21 agosto 2006

Deleuze falando sobre Spinoza

Uma vez, uma única vez, Spinoza utiliza uma palavra latina muito estranha porém muito importante, que é "occursus". Literalmente, é o "encontro". Na medida em que tenho idéias-afecções, eu vivo ao acaso dos encontros: eu passeio na rua, vejo Pedro que não me agrada, e isso em função da constituição do seu corpo e da sua alma e da constituição do meu corpo e da minha alma. Alguém que me desagrada, corpo e alma, o que isso quer dizer?
Quando eu digo: aquele tipo não me agrada, isso quer dizer literalmente que o efeito do seu corpo sobre o meu, que o efeito de sua alma sobre a minha, me afeta de maneira desagradável, são misturas de corpos ou misturas de almas.

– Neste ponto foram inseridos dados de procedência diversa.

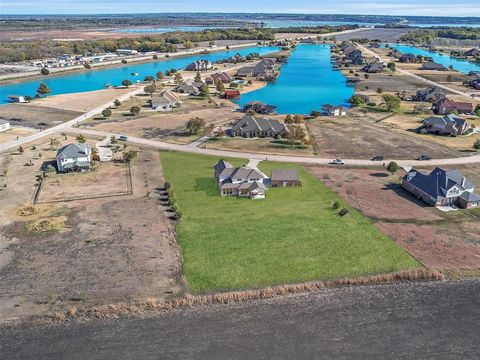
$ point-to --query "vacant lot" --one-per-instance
(84, 252)
(261, 146)
(105, 179)
(39, 117)
(359, 138)
(293, 235)
(13, 133)
(164, 126)
(440, 240)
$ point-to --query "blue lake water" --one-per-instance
(96, 79)
(305, 83)
(463, 66)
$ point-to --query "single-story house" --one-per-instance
(4, 125)
(250, 126)
(74, 157)
(447, 106)
(374, 67)
(199, 65)
(285, 178)
(165, 102)
(241, 181)
(472, 52)
(430, 94)
(430, 65)
(231, 94)
(16, 98)
(447, 125)
(330, 110)
(442, 188)
(259, 108)
(223, 77)
(189, 87)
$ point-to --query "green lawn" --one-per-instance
(293, 235)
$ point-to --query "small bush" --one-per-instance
(343, 212)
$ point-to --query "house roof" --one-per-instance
(73, 151)
(438, 182)
(251, 123)
(284, 175)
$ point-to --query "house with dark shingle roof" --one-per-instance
(240, 182)
(251, 126)
(74, 157)
(450, 125)
(442, 188)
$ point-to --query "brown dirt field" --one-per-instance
(108, 250)
(165, 126)
(439, 240)
(81, 102)
(357, 137)
(13, 133)
(39, 117)
(107, 179)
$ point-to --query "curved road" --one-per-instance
(438, 320)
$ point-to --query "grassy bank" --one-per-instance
(294, 235)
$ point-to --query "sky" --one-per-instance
(370, 7)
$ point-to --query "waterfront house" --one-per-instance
(4, 125)
(450, 125)
(199, 65)
(442, 188)
(430, 94)
(251, 126)
(16, 98)
(330, 110)
(74, 157)
(259, 108)
(374, 67)
(430, 65)
(472, 52)
(167, 101)
(447, 106)
(189, 87)
(223, 77)
(240, 182)
(285, 178)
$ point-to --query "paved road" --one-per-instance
(418, 77)
(403, 321)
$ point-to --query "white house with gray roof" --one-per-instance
(442, 188)
(74, 157)
(250, 126)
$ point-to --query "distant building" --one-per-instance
(250, 126)
(450, 125)
(74, 157)
(330, 110)
(165, 102)
(430, 65)
(442, 188)
(16, 98)
(4, 125)
(199, 65)
(374, 67)
(430, 94)
(126, 52)
(447, 106)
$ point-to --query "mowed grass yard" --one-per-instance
(293, 235)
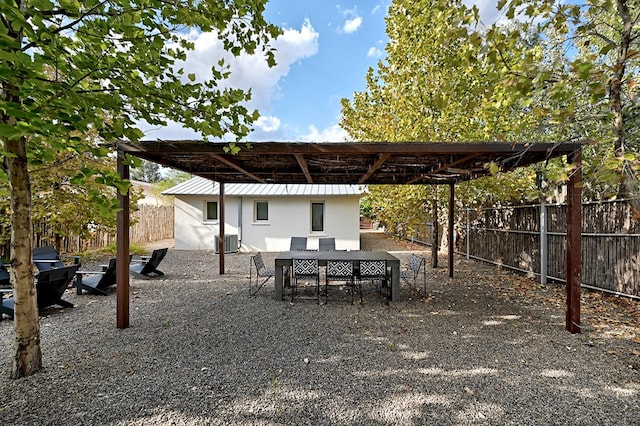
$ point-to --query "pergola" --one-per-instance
(366, 163)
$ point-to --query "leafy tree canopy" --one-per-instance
(549, 72)
(77, 76)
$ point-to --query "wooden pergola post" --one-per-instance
(221, 246)
(122, 243)
(574, 243)
(451, 219)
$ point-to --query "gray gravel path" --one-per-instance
(200, 351)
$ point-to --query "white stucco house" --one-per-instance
(263, 217)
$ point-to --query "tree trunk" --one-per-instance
(27, 357)
(435, 243)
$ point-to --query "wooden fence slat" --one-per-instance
(150, 223)
(610, 243)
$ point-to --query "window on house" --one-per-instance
(212, 210)
(261, 211)
(317, 217)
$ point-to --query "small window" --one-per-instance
(317, 217)
(261, 211)
(212, 210)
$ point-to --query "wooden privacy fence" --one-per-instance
(531, 239)
(151, 223)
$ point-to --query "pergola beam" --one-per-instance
(236, 166)
(375, 166)
(187, 156)
(304, 167)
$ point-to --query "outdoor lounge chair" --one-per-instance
(262, 274)
(97, 282)
(411, 273)
(47, 257)
(148, 265)
(50, 286)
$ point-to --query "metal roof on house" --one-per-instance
(201, 186)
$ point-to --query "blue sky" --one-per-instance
(323, 56)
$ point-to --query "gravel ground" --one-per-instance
(201, 351)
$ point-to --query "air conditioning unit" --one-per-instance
(230, 243)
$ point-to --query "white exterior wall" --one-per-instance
(192, 231)
(288, 216)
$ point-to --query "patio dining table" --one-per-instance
(285, 260)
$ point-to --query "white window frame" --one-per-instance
(205, 211)
(255, 212)
(324, 216)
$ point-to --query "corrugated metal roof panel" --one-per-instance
(201, 186)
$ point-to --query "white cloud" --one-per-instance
(247, 72)
(333, 133)
(374, 52)
(252, 71)
(352, 25)
(268, 123)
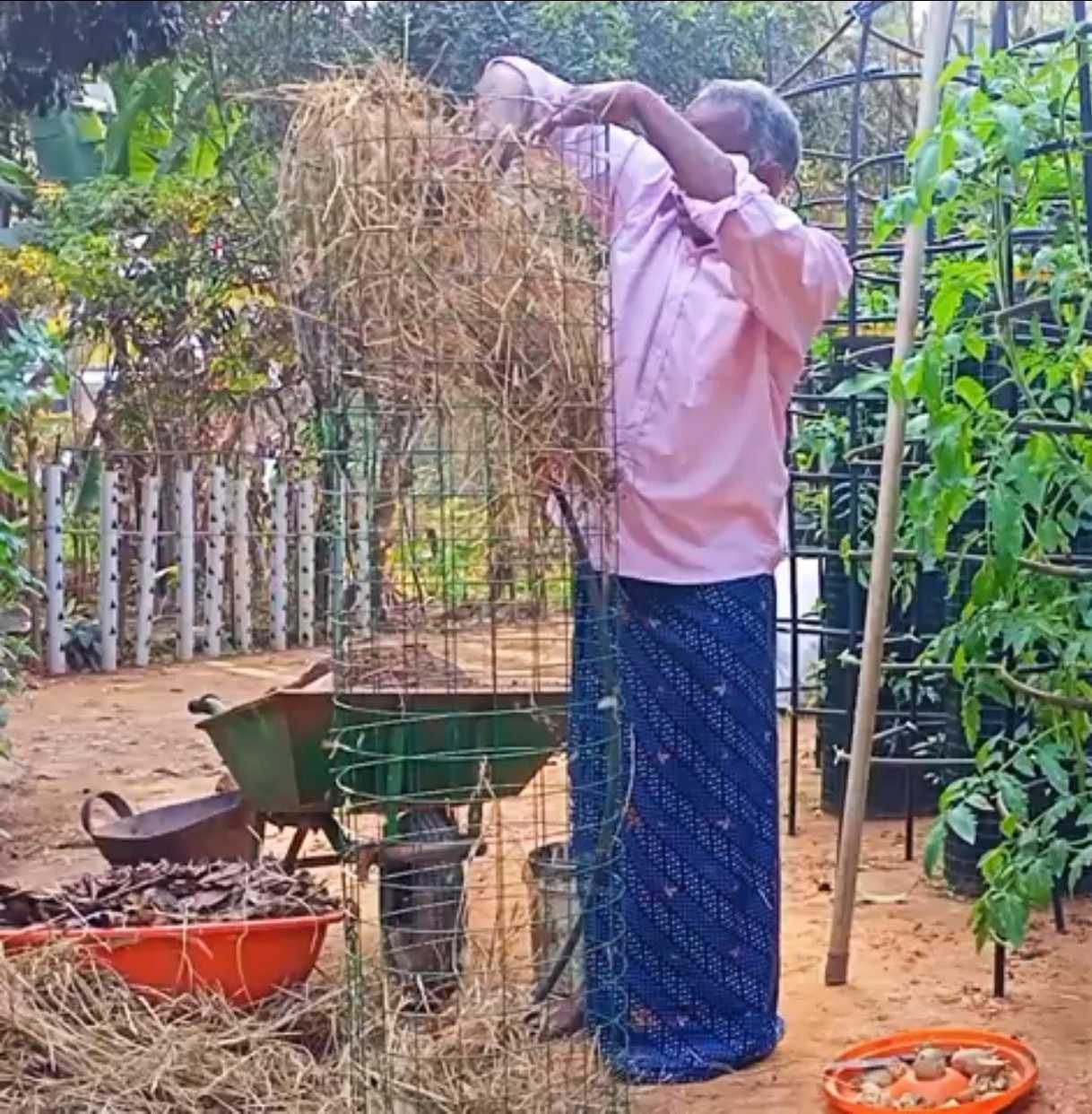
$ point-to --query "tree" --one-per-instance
(672, 47)
(47, 47)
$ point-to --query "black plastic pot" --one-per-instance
(962, 859)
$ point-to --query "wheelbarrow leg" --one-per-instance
(290, 860)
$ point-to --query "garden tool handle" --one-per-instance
(107, 796)
(206, 705)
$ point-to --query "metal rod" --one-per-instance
(216, 553)
(186, 570)
(307, 564)
(109, 569)
(363, 561)
(908, 848)
(940, 16)
(999, 970)
(817, 54)
(146, 574)
(55, 570)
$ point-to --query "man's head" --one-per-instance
(748, 118)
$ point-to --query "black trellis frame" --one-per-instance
(918, 737)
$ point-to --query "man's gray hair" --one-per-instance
(774, 134)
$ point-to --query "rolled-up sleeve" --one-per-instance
(789, 275)
(622, 169)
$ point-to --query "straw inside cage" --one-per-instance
(453, 316)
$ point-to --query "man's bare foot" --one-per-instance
(565, 1018)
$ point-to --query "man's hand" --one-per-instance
(606, 102)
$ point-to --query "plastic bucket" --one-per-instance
(551, 877)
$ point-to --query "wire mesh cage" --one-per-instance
(453, 304)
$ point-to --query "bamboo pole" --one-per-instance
(216, 553)
(939, 30)
(109, 569)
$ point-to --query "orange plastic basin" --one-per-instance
(838, 1084)
(244, 961)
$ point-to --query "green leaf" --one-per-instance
(984, 585)
(16, 174)
(975, 344)
(1058, 856)
(963, 822)
(934, 846)
(1079, 866)
(1014, 799)
(1054, 772)
(993, 864)
(954, 68)
(971, 391)
(1036, 884)
(926, 167)
(1008, 915)
(972, 718)
(860, 385)
(945, 305)
(1007, 527)
(13, 483)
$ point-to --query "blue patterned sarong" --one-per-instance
(681, 940)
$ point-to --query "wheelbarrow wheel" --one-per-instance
(423, 912)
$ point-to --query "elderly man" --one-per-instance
(717, 291)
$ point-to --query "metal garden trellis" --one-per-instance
(917, 733)
(438, 300)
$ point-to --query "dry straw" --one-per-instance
(76, 1039)
(432, 281)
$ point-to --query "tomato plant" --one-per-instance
(1003, 497)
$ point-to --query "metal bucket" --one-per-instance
(551, 877)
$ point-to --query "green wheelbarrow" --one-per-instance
(299, 758)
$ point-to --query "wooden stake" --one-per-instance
(216, 553)
(240, 565)
(146, 576)
(109, 569)
(280, 570)
(307, 569)
(940, 18)
(185, 496)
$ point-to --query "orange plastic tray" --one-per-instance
(837, 1084)
(245, 961)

Há uma mistura nociva ou uma boa mistura, tanto no nível do corpo quanto no da alma. É exatamente como: "Eu não gosto de queijo." O que isso quer dizer? "Eu não gosto de queijo": Isso quer dizer que o queijo se mistura com o meu corpo de tal modo que eu sou modificado de maneira desagradável, não quer dizer nada além disso. Portanto não há nenhuma razão para estabelecer diferenças entre simpatias espirituais e relações corporais
Mas o que é um corpo? Esse seria o objeto de um curso específico, e eu não vou desenvolvê-lo. A teoria sobre o que é um corpo, ou então uma alma, dá no mesmo, encontra-se no livro II da Ética. Para Spinoza, a individualidade de um corpo se define assim: é quando uma relação composta ou complexa (eu insisto nisso, muito composta, muito complexa) de movimento e de repouso se mantém através de todas as mudanças que afetam as partes desse corpo. É a permanência de uma relação de movimento e de repouso através de todas as mudanças que afetam todas as partes, ao infinito, do corpo considerado. Vocês compreendem que um corpo é necessariamente composto ao infinito.